3.2. The OP is an insurance company, a Government of India undertaking and it is governed by Insurance Act, 1938 and the IRDA Act, 1999, therefore, claim of insured can be paid if it is within the four corner of policy, its terms and conditions. But the present complaint is baseless, false and abuse of process of law. It is filed to harass, blackmail, extort money and to malign OP. The process of Consumer Forum cannot become a tool in the hands of those persons, who filed complaint to extort money under the garb of compensation. No cause of action has accrued in favour of complainant and against the OP. Moreover, the complainant has exhausted the remedy of redressal of his grievances before the office of Insurance Ombudsman Delhi, who dismissed the complaint by order dated 18.01.2016 (as detailed with operating part of order in para 5 of the preliminary objection).

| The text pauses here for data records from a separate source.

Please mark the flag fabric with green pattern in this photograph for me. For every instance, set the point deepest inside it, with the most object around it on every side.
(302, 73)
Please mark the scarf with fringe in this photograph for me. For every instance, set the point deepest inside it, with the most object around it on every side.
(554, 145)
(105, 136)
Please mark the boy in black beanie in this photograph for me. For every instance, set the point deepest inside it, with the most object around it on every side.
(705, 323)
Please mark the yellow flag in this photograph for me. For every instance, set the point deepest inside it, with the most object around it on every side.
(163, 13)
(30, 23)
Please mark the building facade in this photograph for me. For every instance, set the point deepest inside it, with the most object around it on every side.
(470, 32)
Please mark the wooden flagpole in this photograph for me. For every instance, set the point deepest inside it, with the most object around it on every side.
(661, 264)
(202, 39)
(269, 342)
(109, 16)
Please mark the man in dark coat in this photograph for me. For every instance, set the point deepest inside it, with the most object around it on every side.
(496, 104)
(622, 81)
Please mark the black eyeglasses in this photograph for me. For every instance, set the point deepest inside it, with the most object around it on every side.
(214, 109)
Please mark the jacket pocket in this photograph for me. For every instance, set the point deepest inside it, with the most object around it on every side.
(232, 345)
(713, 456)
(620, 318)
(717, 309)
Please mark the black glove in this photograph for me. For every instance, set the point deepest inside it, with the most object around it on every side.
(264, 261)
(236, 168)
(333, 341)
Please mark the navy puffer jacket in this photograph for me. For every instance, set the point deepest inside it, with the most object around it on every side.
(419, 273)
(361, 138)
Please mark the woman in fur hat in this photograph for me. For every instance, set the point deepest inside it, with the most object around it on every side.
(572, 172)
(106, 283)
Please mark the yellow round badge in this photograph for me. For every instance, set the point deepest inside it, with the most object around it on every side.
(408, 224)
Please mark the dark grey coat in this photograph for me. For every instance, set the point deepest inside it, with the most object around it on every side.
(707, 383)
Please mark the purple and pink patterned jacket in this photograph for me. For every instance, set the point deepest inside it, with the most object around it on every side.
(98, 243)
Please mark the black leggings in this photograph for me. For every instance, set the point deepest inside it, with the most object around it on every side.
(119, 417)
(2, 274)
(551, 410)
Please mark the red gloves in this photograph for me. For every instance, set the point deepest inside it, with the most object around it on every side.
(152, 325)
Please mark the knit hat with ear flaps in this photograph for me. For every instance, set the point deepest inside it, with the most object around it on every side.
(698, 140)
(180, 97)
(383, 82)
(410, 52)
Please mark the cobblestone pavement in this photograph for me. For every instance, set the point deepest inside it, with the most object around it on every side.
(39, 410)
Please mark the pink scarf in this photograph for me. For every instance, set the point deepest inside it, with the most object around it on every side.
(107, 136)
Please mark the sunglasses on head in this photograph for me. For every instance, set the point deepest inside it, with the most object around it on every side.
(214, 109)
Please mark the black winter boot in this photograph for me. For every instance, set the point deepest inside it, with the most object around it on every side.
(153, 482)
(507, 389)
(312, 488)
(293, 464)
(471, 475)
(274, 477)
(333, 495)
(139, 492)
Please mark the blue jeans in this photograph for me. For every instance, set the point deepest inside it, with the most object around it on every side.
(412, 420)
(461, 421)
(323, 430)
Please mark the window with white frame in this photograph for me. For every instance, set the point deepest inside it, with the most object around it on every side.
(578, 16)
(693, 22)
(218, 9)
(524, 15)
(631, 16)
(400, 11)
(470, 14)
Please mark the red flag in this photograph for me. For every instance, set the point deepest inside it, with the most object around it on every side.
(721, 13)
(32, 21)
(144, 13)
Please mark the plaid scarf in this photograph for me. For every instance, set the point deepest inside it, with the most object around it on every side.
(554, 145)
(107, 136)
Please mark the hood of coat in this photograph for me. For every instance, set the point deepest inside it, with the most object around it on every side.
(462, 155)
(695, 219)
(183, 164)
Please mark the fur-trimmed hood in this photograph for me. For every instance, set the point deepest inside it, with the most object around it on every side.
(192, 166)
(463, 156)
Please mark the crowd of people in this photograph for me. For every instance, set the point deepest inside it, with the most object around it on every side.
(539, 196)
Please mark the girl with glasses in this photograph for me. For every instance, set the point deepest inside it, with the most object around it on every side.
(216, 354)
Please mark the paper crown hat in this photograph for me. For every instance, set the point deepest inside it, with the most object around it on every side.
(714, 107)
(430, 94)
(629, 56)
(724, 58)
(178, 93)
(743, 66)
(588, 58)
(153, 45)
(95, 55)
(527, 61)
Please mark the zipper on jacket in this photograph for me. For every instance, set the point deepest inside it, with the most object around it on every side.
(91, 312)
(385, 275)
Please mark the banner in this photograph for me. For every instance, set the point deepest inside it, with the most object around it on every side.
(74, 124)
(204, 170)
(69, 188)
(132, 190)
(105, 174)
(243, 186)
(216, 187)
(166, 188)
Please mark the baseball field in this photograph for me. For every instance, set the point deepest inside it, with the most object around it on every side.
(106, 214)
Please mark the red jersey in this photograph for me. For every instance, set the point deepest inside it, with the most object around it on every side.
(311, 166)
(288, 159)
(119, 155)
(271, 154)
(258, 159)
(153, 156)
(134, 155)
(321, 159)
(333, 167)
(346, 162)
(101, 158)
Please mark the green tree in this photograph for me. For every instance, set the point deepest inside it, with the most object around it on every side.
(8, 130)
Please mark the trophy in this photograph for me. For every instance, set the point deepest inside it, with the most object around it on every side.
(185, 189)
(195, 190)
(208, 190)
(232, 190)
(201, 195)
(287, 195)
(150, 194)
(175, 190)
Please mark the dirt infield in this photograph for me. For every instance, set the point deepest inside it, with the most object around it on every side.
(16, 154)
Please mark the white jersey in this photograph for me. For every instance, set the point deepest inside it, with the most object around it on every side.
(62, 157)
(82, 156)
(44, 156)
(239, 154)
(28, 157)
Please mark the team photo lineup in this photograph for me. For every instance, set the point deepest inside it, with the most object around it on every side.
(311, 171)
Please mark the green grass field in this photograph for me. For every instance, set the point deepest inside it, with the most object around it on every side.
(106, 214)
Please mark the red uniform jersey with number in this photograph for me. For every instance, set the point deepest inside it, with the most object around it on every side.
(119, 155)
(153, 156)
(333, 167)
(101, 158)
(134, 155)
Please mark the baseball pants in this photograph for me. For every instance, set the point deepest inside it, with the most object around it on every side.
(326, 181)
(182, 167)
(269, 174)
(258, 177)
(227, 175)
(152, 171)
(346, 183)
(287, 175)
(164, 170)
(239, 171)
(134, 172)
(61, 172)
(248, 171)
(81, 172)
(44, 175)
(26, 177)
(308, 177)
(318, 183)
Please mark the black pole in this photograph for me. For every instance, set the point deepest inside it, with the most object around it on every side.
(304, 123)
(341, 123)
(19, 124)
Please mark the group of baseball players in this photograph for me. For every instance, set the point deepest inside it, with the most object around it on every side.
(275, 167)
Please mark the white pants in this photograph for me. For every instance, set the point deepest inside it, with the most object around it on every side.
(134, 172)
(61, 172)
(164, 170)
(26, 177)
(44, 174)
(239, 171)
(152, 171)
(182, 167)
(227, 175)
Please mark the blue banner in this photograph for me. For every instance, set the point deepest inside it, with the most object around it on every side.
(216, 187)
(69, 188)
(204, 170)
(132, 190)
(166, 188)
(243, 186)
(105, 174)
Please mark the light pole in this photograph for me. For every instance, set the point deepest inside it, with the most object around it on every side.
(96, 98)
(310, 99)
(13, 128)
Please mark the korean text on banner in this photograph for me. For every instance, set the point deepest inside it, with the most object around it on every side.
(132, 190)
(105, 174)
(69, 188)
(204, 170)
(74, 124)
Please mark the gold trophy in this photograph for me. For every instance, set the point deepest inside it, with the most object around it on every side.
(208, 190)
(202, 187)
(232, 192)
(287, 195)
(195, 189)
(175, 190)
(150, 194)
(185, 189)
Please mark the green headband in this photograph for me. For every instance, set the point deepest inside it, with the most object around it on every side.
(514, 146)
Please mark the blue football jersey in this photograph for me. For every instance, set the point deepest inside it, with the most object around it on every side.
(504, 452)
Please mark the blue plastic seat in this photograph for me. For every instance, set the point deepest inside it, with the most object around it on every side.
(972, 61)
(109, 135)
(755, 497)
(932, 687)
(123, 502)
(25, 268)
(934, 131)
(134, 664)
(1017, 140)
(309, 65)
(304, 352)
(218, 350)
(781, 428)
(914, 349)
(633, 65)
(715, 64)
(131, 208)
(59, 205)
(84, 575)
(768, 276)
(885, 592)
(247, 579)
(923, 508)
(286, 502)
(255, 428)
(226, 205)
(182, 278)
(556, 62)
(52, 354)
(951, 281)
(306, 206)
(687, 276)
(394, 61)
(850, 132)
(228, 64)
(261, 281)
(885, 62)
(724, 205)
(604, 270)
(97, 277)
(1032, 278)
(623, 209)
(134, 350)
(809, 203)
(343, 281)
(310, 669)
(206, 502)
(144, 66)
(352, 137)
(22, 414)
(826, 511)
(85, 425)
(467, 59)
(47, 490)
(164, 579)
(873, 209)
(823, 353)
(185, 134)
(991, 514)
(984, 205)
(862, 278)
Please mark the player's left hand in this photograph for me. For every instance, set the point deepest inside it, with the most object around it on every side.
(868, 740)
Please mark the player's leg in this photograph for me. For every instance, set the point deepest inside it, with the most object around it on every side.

3.3. The contract of insurance is a contract of indemnity only and its object is to place the insured, after losses, in the same financial position as far as possible. It prevents the insured from making a profit out of his loss or gaining any benefit or advantage. Whereas, the complainant along-with the workshop of BMW tried to earn profit out of loss by producing exaggerated estimate of loss. Moreover, many spares shown in the estimate, requiring replacement, were not considered to be damaged due to an accident, e.g. engine block, set bolts, mechanical B, bearing shell upper, bearing shell lower etc. The complainant has tried to submit exaggerated estimate of loss of Rs. 6,03,143.41/- against assessed loss of Rs. 1,61,303.94/-, which cannot be allowed by the insurance company.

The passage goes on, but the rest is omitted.